School of Nursing & Health Studies, University of Washington Bothell, Bothell, Washington, United States of America.
The Department of Electrical and Computer Engineering, Automation and Systems Research Institute, Seoul National University, Seoul, Korea.
PLoS One. 2022 Jul 29;17(7):e0272330. doi: 10.1371/journal.pone.0272330. eCollection 2022.

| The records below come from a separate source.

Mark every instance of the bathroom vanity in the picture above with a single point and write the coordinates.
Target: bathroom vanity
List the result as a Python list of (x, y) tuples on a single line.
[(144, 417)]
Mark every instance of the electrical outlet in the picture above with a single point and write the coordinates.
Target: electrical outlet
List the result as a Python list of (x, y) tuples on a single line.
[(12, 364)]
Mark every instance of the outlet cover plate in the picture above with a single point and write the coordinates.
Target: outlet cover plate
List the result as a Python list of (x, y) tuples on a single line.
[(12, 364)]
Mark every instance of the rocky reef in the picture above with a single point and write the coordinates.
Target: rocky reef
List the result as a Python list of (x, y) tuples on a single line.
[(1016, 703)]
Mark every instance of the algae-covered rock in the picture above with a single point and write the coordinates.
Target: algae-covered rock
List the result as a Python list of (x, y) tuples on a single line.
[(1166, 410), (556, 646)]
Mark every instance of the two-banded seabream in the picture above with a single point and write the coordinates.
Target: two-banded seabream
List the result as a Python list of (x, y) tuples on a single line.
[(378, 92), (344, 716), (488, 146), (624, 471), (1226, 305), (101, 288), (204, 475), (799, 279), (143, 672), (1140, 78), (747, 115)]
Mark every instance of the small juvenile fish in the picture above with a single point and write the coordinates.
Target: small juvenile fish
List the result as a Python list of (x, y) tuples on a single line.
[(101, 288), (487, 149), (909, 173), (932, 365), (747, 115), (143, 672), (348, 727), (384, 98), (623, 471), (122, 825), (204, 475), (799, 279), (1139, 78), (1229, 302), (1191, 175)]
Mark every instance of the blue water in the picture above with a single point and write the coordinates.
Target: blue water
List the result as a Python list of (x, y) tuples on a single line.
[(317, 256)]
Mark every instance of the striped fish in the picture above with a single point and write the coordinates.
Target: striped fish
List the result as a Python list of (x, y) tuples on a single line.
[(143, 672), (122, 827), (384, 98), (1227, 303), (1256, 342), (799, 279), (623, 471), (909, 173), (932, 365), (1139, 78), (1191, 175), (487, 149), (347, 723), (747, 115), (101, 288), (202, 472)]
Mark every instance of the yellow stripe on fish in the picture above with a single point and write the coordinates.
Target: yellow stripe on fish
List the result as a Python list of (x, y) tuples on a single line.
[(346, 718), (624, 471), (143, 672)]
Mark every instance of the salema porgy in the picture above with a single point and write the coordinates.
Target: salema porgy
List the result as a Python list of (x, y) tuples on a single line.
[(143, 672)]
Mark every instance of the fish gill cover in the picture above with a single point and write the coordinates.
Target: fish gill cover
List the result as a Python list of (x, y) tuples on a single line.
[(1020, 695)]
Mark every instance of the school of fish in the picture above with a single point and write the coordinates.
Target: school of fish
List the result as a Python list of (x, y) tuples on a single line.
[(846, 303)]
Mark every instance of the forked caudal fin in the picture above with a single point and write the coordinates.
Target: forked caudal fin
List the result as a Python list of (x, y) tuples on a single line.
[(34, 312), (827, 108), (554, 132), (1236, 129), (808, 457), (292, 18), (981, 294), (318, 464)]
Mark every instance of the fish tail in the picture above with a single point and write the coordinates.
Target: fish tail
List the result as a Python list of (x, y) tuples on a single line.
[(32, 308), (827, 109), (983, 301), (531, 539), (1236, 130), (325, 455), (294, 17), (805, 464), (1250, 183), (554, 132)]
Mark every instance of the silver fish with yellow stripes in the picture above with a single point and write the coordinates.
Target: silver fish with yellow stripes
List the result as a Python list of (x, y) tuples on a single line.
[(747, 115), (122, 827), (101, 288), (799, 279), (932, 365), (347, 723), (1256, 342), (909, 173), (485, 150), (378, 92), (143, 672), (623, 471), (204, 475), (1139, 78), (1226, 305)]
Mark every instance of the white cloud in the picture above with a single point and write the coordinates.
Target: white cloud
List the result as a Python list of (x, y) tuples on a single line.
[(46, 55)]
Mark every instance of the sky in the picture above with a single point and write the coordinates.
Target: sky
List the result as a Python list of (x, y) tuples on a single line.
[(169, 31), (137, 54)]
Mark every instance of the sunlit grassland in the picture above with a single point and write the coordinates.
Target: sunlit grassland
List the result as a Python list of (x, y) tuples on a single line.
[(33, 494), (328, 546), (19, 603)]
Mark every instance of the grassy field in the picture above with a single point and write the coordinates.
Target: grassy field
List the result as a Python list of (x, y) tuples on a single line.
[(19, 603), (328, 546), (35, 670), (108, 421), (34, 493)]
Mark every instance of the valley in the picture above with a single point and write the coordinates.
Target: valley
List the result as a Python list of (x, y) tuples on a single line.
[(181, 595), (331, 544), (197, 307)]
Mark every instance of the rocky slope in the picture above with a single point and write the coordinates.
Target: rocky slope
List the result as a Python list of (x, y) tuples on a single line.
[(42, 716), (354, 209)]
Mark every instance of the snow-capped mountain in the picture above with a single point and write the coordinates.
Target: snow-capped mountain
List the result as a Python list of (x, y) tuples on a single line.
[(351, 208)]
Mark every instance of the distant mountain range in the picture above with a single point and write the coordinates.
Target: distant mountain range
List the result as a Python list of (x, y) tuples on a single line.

We aimed to develop prediction models for depression among U.S. adults with hypertension using various machine learning (ML) approaches. Moreover, we analyzed the mechanisms of the developed models. This cross-sectional study included 8,628 adults with hypertension (11.3% with depression) from the National Health and Nutrition Examination Survey (2011-2020). We selected several significant features using feature selection methods to build the models. Data imbalance was managed with random down-sampling. Six different ML classification methods implemented in the R package caret-artificial neural network, random forest, AdaBoost, stochastic gradient boosting, XGBoost, and support vector machine-were employed with 10-fold cross-validation for predictions. Model performance was assessed by examining the area under the receiver operating characteristic curve (AUC), accuracy, precision, sensitivity, specificity, and F1-score. For an interpretable algorithm, we used the variable importance evaluation function in caret. Of all classification models, artificial neural network trained with selected features (n = 30) achieved the highest AUC (0.813) and specificity (0.780) in predicting depression. Support vector machine predicted depression with the highest accuracy (0.771), precision (0.969), sensitivity (0.774), and F1-score (0.860). The most frequent and important features contributing to the models included the ratio of family income to poverty, triglyceride level, white blood cell count, age, sleep disorder status, the presence of arthritis, hemoglobin level, marital status, and education level. In conclusion, ML algorithms performed comparably in predicting depression among hypertensive populations. Furthermore, the developed models shed light on variables' relative importance, paving the way for further clinical research.
我们旨在使用各种机器学习 (ML) 方法为美国高血压成年人开发抑郁预测模型。此外,我们还分析了所开发模型的机制。这项横断面研究包括来自国家健康和营养检查调查(2011-2020 年)的 8628 名高血压成年人(11.3%患有抑郁症)。我们使用特征选择方法选择了几个重要特征来构建模型。通过随机降采样处理数据不平衡。在 R 包 caret-artificial neural network、random forest、AdaBoost、stochastic gradient boosting、XGBoost 和 support vector machine 中实现了六种不同的 ML 分类方法,并使用 10 倍交叉验证进行预测。通过检查接收器操作特征曲线下的面积 (AUC)、准确性、精度、敏感性、特异性和 F1 分数来评估模型性能。对于可解释的算法,我们在 caret 中使用了变量重要性评估函数。在所有分类模型中,使用所选特征训练的人工神经网络(n=30)在预测抑郁方面的 AUC(0.813)和特异性(0.780)最高。支持向量机预测抑郁的准确性(0.771)、精度(0.969)、敏感性(0.774)和 F1 分数(0.860)最高。对模型贡献最大的最常见和最重要的特征包括家庭收入与贫困的比例、甘油三酯水平、白细胞计数、年龄、睡眠障碍状况、关节炎的存在、血红蛋白水平、婚姻状况和教育水平。总之,ML 算法在预测高血压人群中的抑郁方面表现相当。此外,所开发的模型揭示了变量的相对重要性,为进一步的临床研究铺平了道路。